Why was the requirement for exit showering replaced with performance-based language in the 2022 version of the WHO Global Action Plan for Poliovirus Containment? Supporting evidence was prepared by Perseus taking a double approach: literature searches on the effectiveness of showering-out procedures and consultation of different types of organisations with relevant experience and challenges. We will highlight the results and show how such information informed the adapted GAPIV requirements.
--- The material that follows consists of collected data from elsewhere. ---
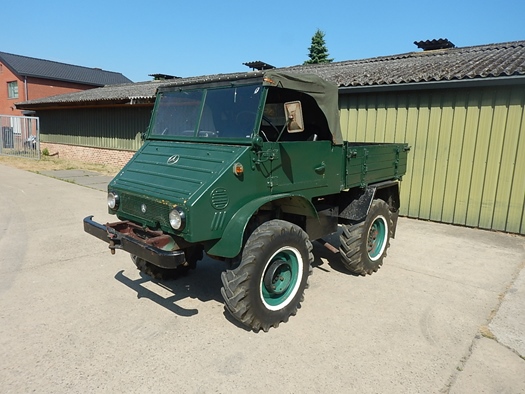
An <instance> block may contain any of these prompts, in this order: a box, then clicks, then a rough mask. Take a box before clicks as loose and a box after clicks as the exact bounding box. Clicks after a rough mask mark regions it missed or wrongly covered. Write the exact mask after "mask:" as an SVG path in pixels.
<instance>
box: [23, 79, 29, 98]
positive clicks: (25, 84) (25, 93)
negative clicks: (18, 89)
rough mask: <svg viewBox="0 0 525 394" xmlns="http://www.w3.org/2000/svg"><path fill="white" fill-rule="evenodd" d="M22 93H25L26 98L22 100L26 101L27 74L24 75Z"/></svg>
mask: <svg viewBox="0 0 525 394" xmlns="http://www.w3.org/2000/svg"><path fill="white" fill-rule="evenodd" d="M24 93H25V95H26V98H25V100H24V101H28V100H29V97H27V95H28V93H27V76H26V75H24Z"/></svg>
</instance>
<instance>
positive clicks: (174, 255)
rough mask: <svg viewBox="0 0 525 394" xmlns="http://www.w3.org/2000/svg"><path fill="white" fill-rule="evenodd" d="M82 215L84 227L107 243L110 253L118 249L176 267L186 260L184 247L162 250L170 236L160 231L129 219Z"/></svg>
mask: <svg viewBox="0 0 525 394" xmlns="http://www.w3.org/2000/svg"><path fill="white" fill-rule="evenodd" d="M92 219H93V216H88V217H86V218H84V231H85V232H86V233H88V234H91V235H93V236H94V237H97V238H98V239H101V240H102V241H104V242H107V243H108V244H109V249H110V250H111V253H112V254H114V253H115V249H122V250H124V251H126V252H128V253H130V254H132V255H135V256H137V257H140V258H142V259H144V260H146V261H147V262H149V263H151V264H153V265H156V266H158V267H162V268H176V267H178V266H179V265H182V264H184V263H185V262H186V256H185V253H184V250H180V249H179V250H164V249H162V248H163V247H165V246H167V245H170V244H173V243H174V239H173V238H172V237H171V236H169V235H167V234H163V233H162V232H160V231H152V230H149V229H144V228H142V227H140V226H138V225H136V224H134V223H132V222H129V221H124V222H115V223H107V224H100V223H97V222H95V221H93V220H92Z"/></svg>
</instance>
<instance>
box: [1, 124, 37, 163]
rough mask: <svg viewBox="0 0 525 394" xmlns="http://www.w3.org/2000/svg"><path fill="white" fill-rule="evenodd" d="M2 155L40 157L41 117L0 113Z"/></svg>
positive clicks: (26, 156)
mask: <svg viewBox="0 0 525 394" xmlns="http://www.w3.org/2000/svg"><path fill="white" fill-rule="evenodd" d="M0 155H4V156H21V157H27V158H30V159H40V124H39V119H38V118H37V117H33V116H7V115H0Z"/></svg>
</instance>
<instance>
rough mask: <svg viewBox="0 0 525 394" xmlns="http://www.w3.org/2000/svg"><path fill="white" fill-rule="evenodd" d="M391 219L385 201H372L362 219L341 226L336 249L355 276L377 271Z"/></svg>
mask: <svg viewBox="0 0 525 394" xmlns="http://www.w3.org/2000/svg"><path fill="white" fill-rule="evenodd" d="M391 233H392V219H391V214H390V210H389V207H388V204H387V203H386V202H384V201H383V200H379V199H377V200H374V201H373V202H372V206H371V207H370V210H369V212H368V215H367V217H366V219H365V220H364V221H363V222H360V223H357V224H354V225H343V233H342V234H341V236H340V240H341V246H340V248H339V252H340V254H341V261H342V262H343V265H344V266H345V267H346V269H348V270H349V271H350V272H352V273H354V274H358V275H363V276H364V275H370V274H372V273H374V272H376V271H377V270H378V269H379V268H380V267H381V265H383V259H384V258H385V257H386V252H387V249H388V247H389V246H390V234H391Z"/></svg>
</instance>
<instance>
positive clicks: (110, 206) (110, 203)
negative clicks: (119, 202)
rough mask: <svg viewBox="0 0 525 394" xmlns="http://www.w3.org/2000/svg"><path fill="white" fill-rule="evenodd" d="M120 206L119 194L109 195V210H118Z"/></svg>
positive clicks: (112, 194)
mask: <svg viewBox="0 0 525 394" xmlns="http://www.w3.org/2000/svg"><path fill="white" fill-rule="evenodd" d="M118 204H119V196H118V194H117V193H114V192H110V193H108V207H109V209H117V208H118Z"/></svg>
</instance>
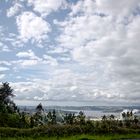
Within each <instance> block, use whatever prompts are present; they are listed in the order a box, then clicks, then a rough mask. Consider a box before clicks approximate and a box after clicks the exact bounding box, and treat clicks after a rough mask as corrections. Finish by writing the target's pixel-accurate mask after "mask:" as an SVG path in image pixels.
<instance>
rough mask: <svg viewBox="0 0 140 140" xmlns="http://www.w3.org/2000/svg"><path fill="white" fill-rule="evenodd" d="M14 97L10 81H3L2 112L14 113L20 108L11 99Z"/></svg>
mask: <svg viewBox="0 0 140 140" xmlns="http://www.w3.org/2000/svg"><path fill="white" fill-rule="evenodd" d="M11 97H14V94H13V89H12V88H11V87H10V86H9V83H7V82H5V83H2V85H1V87H0V112H1V113H14V112H18V108H17V106H16V105H15V103H14V102H13V101H12V100H11Z"/></svg>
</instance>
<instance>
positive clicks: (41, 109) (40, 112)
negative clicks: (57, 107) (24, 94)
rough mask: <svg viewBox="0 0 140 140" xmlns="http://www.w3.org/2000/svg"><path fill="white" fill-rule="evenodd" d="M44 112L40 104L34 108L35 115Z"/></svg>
mask: <svg viewBox="0 0 140 140" xmlns="http://www.w3.org/2000/svg"><path fill="white" fill-rule="evenodd" d="M43 111H44V109H43V106H42V104H41V103H40V104H39V105H37V107H36V112H37V113H42V112H43Z"/></svg>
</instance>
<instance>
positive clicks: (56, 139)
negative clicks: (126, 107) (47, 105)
mask: <svg viewBox="0 0 140 140" xmlns="http://www.w3.org/2000/svg"><path fill="white" fill-rule="evenodd" d="M125 138H126V139H127V138H128V139H131V138H139V140H140V134H127V135H95V136H94V135H93V136H90V135H80V136H79V135H77V136H71V137H59V138H56V137H35V138H32V137H25V138H23V137H18V138H0V140H121V139H125Z"/></svg>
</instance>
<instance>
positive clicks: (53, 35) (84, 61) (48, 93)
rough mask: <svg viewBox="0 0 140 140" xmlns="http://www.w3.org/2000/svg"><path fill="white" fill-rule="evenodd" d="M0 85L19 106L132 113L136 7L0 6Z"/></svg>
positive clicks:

In this session, we will present data from our empirical work in biosafety and our work exploiting existing data sets to inform biosafety. Overall, we hope this talk will illustrate how relatively simple experiments in biosafety can be conducted to close longstanding data gaps in bio-risk management and also inform reproducibility in the life sciences. We will discuss our methodological framework for studying aerosols generated by laboratory accidents, and present information on the aerosols produced by dropping microtiter plates and tissue culture flasks. Also in the physical sciences, we will present data on the rate that conical centrifuge tubes leak and the frequency that splashes occur when opening microcentrifuge tubes via various opening methods. We will discuss the rate of spills and splashes when pipetting as drawn from experiments using volunteers and blinded samples in clinical laboratories. We will describe factors that influence this accident rate including workload and experience of the researcher. Interestingly, this experiment also sheds light on the ability of the researcher to know when they are making mistakes and take corrective action. We will present data on the rate at which needle sticks can be expected in the laboratory. We will examine how biosafety findings are distributed amongst laboratories in several institutions and what can be learned about the culture of biosafety. We will discuss how knowledge of the frequency and causes of accidents can lead to means to improve reproducibility in the life sciences.